The Good Doctor: Reprodução

Desde que The Good Doctor estreou em 2017, várias pessoas elogiaram a interpretação do ator Freddie Highmore que dá vida ao cirurgião autista, Shaun Murphy. No entanto, não são todos os que estão de acordo.

A série conta com o trabalho da consultora em autismo Dra. Melissa Reiner, que foi contratada pelos produtores para guiar a performance de Freddie Highmore para que ele não parecesse uma caricatura.

Conforme divulgado recentemente, a produção já recebeu vários e-mails de pessoas com autismo.

“Cada e-mail fala sobre a importância de The Good Doctor para eles. Mostra a cada um de nós que não estamos sozinhos e que podemos superar obstáculos. Estes são os autodefensores que se esforçam, crescem e prevalecem.”, falou Reiner.

No entanto, alguns profissionais de saúde, vem criticando, cada vez mais abertamente, a produção por retratar os personagens com autismo como se eles fossem ‘gênios masculinos’.

Mas isso não quer dizer que a série não faça bem seu papel ou não represente bem as pessoas autistas.

O show já, inclusive, abordou questões relacionadas à vida amorosa do protagonista Shaun  – quando ele parecia estar forçando a barra para a criação de um casal romântico – mas acabou até conseguindo surpreender.

Entretanto, muitos fãs até chegaram a apontar a série dizendo que ela não faz nenhum favor a pessoas com autismo.

A representação importa, embora, às vezes, não seja suficiente.

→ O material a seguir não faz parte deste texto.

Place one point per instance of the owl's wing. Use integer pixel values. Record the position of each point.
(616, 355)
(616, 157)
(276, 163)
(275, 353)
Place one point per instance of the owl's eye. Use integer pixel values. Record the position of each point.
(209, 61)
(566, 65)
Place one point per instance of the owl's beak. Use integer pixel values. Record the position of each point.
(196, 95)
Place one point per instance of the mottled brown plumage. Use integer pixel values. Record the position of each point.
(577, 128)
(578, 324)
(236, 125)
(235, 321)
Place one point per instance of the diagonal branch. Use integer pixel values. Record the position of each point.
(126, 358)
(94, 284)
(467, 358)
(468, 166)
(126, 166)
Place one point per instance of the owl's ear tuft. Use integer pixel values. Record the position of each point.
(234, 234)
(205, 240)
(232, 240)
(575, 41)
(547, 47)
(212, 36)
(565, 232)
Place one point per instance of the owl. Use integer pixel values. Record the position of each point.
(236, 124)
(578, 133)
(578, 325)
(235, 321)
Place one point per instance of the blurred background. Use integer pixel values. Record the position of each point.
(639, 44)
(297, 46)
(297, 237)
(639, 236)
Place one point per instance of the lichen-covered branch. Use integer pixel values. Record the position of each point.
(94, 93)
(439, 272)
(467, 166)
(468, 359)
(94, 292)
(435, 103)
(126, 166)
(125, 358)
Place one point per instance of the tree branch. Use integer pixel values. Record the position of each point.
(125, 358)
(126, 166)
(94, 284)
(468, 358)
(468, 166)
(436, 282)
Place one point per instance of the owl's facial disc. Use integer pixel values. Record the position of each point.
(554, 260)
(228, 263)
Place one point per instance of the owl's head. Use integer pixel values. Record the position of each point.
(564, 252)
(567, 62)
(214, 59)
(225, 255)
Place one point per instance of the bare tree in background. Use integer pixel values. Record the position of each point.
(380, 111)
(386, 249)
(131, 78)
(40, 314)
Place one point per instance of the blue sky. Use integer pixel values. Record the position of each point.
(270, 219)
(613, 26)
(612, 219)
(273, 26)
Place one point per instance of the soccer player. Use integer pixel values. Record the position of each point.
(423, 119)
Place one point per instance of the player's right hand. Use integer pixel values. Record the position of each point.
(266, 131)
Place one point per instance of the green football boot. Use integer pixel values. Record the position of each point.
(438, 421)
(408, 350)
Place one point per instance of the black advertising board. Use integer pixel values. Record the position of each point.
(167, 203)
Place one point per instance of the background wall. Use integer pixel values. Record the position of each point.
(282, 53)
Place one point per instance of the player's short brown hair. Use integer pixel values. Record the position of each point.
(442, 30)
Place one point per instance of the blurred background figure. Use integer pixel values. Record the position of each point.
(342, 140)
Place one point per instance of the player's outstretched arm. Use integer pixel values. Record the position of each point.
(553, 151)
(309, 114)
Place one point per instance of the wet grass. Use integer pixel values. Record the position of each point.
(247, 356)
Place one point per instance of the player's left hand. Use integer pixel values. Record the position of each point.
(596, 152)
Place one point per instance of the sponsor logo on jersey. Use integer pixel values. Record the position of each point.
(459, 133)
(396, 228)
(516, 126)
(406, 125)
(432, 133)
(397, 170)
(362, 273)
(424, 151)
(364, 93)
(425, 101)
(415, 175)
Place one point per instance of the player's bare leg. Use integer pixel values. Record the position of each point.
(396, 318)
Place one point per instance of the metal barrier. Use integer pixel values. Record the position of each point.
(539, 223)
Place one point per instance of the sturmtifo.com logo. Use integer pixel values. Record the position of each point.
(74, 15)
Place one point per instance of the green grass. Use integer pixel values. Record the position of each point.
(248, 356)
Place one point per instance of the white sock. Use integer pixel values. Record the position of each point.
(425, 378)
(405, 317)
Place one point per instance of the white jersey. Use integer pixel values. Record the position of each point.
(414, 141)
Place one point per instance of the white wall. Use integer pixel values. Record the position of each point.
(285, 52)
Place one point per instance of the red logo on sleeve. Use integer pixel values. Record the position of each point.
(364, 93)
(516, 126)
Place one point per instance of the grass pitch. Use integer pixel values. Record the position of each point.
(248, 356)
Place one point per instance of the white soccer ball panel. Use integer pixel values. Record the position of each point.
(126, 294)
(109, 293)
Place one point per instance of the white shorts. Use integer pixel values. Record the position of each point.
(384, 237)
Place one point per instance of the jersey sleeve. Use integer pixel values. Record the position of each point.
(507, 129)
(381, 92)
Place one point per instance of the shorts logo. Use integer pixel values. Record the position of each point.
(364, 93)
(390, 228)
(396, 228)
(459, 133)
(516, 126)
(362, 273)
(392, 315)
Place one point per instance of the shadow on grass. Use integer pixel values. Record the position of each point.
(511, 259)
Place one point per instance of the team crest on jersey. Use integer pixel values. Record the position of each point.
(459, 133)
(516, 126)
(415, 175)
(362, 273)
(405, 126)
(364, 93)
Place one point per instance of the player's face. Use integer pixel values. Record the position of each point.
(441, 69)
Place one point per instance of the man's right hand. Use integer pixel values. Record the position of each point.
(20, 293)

Assim como existe um espectro de autismo, também existe um espectro de opiniões sobre o quão bem The Good Doctor lida com isso.

A maioria das críticas que cai sobre a série é por ela retratar pessoas com autismo como anjos sagrados hiperinteligentes.

No entanto, outras pessoas defendem o programa afirmando que ele coloca em pauta a humanização de pessoas com autismo.

A verdade é que o programa trata de problemas reais e que provavelmente não seriam falados se não fossem nesse contexto.